Who I Am

What This Is All About

My name is Nick Gunn.  I am fourteen years old and in 9th grade.  The school I attend is Redmond Junior High in Washington state.  The project I did this web page for is called "Connections".  It is called this because everyone picks a controversial topic that is connected to the community and does a report on it.  The project was assigned by both my Language Arts teacher and my Social Studies teacher (it is a block class).  Their names are Ms. Hillman and Mr.

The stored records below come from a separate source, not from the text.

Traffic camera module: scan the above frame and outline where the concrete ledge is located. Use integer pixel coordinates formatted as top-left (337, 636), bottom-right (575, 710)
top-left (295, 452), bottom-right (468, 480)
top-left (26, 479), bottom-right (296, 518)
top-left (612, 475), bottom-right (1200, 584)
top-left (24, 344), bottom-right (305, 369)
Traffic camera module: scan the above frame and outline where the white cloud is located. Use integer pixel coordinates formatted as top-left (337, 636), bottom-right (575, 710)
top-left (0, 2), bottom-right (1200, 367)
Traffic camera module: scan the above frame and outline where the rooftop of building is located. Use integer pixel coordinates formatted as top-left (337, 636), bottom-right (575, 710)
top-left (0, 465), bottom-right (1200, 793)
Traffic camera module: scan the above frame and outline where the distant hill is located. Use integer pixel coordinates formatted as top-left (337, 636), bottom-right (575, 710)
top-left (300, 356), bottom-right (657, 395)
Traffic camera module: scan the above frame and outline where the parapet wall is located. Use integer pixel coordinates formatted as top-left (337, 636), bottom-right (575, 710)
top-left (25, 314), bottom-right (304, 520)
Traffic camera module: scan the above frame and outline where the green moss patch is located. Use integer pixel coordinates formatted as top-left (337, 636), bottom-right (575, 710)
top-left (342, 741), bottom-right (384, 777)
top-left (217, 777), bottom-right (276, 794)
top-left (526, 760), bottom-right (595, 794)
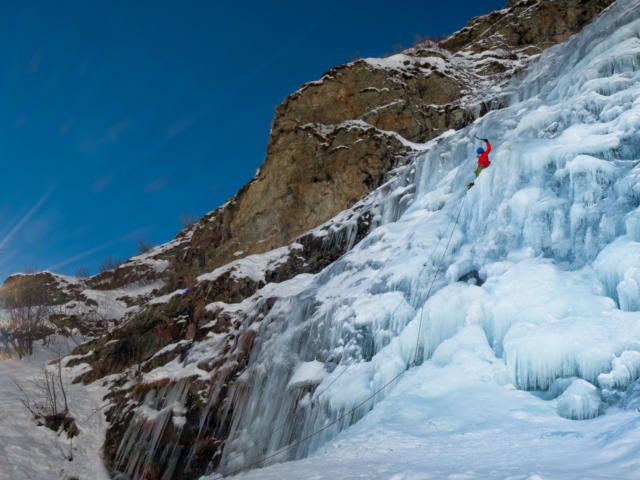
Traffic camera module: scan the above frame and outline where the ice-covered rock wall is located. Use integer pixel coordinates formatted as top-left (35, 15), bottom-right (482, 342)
top-left (221, 0), bottom-right (640, 471)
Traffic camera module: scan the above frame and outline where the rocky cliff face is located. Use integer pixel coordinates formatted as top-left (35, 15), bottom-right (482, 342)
top-left (0, 0), bottom-right (612, 479)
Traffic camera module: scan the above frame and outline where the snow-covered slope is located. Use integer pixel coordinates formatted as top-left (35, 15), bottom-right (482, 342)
top-left (212, 0), bottom-right (640, 479)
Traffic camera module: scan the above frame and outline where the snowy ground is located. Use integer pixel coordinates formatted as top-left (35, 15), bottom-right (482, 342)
top-left (208, 0), bottom-right (640, 480)
top-left (0, 338), bottom-right (109, 480)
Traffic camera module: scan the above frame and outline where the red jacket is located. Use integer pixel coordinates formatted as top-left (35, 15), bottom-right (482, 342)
top-left (478, 141), bottom-right (491, 167)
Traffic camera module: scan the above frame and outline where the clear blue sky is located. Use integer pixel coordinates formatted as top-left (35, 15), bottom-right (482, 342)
top-left (0, 0), bottom-right (506, 280)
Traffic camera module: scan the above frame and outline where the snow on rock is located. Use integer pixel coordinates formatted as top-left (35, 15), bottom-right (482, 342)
top-left (598, 350), bottom-right (640, 390)
top-left (287, 360), bottom-right (327, 388)
top-left (198, 243), bottom-right (303, 283)
top-left (558, 379), bottom-right (601, 420)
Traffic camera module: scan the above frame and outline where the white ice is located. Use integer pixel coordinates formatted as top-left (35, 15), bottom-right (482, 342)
top-left (209, 0), bottom-right (640, 479)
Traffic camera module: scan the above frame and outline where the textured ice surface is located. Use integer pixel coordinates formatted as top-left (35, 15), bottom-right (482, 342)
top-left (211, 0), bottom-right (640, 478)
top-left (558, 379), bottom-right (601, 420)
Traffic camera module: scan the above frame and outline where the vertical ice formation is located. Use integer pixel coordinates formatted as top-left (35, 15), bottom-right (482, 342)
top-left (115, 379), bottom-right (189, 480)
top-left (220, 0), bottom-right (640, 471)
top-left (558, 379), bottom-right (601, 420)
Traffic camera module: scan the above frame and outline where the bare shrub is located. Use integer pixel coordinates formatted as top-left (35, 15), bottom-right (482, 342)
top-left (100, 255), bottom-right (124, 273)
top-left (137, 240), bottom-right (153, 255)
top-left (180, 212), bottom-right (200, 228)
top-left (5, 282), bottom-right (52, 358)
top-left (13, 357), bottom-right (78, 437)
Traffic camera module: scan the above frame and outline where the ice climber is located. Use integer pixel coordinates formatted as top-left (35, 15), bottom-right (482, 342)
top-left (467, 138), bottom-right (491, 188)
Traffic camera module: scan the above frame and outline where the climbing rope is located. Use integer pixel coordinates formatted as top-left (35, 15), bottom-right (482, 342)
top-left (212, 195), bottom-right (467, 480)
top-left (413, 195), bottom-right (467, 365)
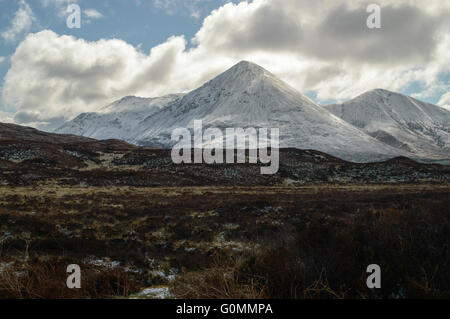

Hurst.

CATEGORIES/PAGES

I chose this topic to research, first of all, because I like fireworks and up until a few years ago, they were legal where I live.  They are still legal in my county, King County, but illegal in my city and many of the cities around me.  The cities that they are still legal in, and even the county, are now talking about banning fireworks also.
I thought it would be interesting to find out the reasons legislators feel the need to ban fireworks and if I agreed that these were significant reasons to ban them.

Near my home there is an Indian reservation that I go to that is allowed to sell all types of consumer fireworks (previously known as class-C fireworks), whereas city fireworks stands are only allowed to sell "safe and sane" fireworks which are regulated by the government.  These fireworks do not include such items as bottle rockets and firecrackers or many of the items that leave the ground.  These are considered to be the safest of the consumer fireworks.  Although the Indian reservations are only supposed to sell consumer fireworks, all you have to do is discretely ask to "see the bigger stuff" and you are able buy anything from a M-80 to a M-1000---a half stick of dynamite.  Obviously safe and sane fireworks stands are a lot safer than the Indian reservation and if there were more of these stands fewer people would go to the Indian reservation.